Today’s global E&C industry is changing rapidly. Barriers to global trade have been reduced significantly, enabling capital, labor, goods and technology to flow freely across borders. This has increased business opportunities exponentially across the globe. However, globalization has also vastly increased the complexity of the E&C business environment. Changing customer demands and new funding mechanisms are driving industry players to diversify and seek mergers and acquisitions in new markets around the world to gain access to new expertise and project opportunities.

To compete in today’s uncertain, dynamic and interconnected business environment, design and construction firms, both home and abroad, will need to stay focused on key trends shaping their external environment. Understanding trends, and how they interplay and shape the contours of an industry’s operating environment, has become a vital skill in today’s business world. Insightful leaders anticipate and systematically observe, spot and act upon emerging trends to capture market opportunities, test risks and spur new ideas. In a world where the playing field of resources, competition and customer demands is constantly changing at an ever-increasing rate, company leaders must look beyond traditional performance measures and near-term thinking to define their corporate strategies.

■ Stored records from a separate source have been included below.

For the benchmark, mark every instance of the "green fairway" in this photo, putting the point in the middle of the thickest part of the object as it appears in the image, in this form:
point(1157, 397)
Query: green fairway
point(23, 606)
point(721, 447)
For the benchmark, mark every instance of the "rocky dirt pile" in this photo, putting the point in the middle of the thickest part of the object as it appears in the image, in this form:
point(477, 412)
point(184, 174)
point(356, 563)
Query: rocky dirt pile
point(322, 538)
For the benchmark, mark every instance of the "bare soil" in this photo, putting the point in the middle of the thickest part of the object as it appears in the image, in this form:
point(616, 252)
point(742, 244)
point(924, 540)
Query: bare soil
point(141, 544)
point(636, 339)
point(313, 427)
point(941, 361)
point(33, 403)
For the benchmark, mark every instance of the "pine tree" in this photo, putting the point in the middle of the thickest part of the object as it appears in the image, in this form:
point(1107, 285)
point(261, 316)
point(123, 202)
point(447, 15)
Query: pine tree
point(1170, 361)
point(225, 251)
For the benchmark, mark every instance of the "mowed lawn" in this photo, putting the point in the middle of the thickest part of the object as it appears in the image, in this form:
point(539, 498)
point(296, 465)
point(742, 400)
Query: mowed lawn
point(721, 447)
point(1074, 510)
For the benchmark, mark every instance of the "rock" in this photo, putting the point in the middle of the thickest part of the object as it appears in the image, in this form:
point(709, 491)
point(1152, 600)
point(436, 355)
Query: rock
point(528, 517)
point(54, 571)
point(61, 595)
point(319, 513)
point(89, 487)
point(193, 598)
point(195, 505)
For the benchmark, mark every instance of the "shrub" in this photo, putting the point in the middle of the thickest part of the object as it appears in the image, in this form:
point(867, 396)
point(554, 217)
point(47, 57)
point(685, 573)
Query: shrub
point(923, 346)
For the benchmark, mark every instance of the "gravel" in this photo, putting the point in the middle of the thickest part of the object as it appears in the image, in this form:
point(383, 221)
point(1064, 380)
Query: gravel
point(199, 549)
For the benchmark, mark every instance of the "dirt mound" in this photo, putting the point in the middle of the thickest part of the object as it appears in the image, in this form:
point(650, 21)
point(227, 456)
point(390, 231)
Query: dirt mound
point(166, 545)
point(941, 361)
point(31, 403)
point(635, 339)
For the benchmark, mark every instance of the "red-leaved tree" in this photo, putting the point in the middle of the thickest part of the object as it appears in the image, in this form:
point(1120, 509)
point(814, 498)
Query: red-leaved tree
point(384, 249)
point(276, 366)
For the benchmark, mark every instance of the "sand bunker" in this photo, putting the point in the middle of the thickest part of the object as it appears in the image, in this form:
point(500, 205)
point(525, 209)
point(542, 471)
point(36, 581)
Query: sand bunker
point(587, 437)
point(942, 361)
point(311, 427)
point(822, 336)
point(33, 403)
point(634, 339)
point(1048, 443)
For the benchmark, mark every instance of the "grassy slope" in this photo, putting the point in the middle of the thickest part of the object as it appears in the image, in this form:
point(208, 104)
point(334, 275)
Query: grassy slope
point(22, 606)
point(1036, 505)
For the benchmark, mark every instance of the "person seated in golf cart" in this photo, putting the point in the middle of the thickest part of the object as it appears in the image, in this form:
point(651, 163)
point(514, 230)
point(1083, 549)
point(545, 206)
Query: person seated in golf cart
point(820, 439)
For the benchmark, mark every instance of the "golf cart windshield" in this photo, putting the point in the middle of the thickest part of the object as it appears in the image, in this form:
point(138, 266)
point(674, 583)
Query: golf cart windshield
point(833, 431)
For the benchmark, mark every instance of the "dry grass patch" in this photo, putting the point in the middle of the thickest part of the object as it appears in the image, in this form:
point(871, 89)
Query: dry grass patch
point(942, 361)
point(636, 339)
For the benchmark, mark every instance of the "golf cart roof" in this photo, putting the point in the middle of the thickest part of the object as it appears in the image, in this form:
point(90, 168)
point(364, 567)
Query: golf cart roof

Ron Magnus, managing director of FMI’s Center for Strategic Leadership, explains, “Today’s corporate leaders need to have a sense of what they think could impact their local markets. For example, if China’s economy continues to slow down, or if Israel attacks Iran tomorrow, what are the implications for the local market in Denver, Colo.? These types of events would have an overnight effect on specific market segments; therefore leaders need to evaluate their portfolios, understand their risk and be ready to respond quickly if necessary.”

Following are six recommendations on how firms can prepare for and deal with a global design and construction environment, regardless of company size or type.

View Competitors as Potential Collaborators
Despite the overall trend for large multinational E&C firms to shift focus onto high-growth emerging markets, FMI expects to see increasing competition from international organizations working in the United States in the coming years. Hugh Rice, senior chairman of FMI, states, “Although the U.S. design and construction market has slowed significantly, we still see many foreign companies with a lot of interest in expanding their presence in the United States. That’s particularly true of the European and Asian firms, including Japanese, Chinese and Korean companies.” Though larger firms might muscle in on smaller-size contracts, smaller firms can prove complementary on a larger contract, where they bring niche capabilities or knowledgeable staff to the table. Likewise, smaller companies may offer specialized staff or capabilities to a larger project that a firm is looking to shepherd.

Understand the Cost and Risk Barriers to Entry
Companies considering doing business on a global scale need to have strong balance sheets and solid bonding capacity, as well as a deep understanding of the risks involved. The cost of entry is typically much higher than anticipated. Risk management becomes a prime factor in strategic planning. The intricacies of risk allocation often present new ground for contractors to cover when doing business in a new country. Public-private partnerships (P3) in particular can be very challenging and often bring with them greater risk in terms of a longer life cycle, larger scale of liability and heightened vulnerability to changes in external dynamics as the project progresses. Magnus Eriksson, senior vice president, Skanska Infrastructure Development Americas, emphasizes the novelty of new arrangements. “First of all, you have to understand the difference in risk allocation — the additional risk in a P3 project you are required to absorb as a contractor (especially if you’re an American contractor) — it’s probably something you’ve never seen before.”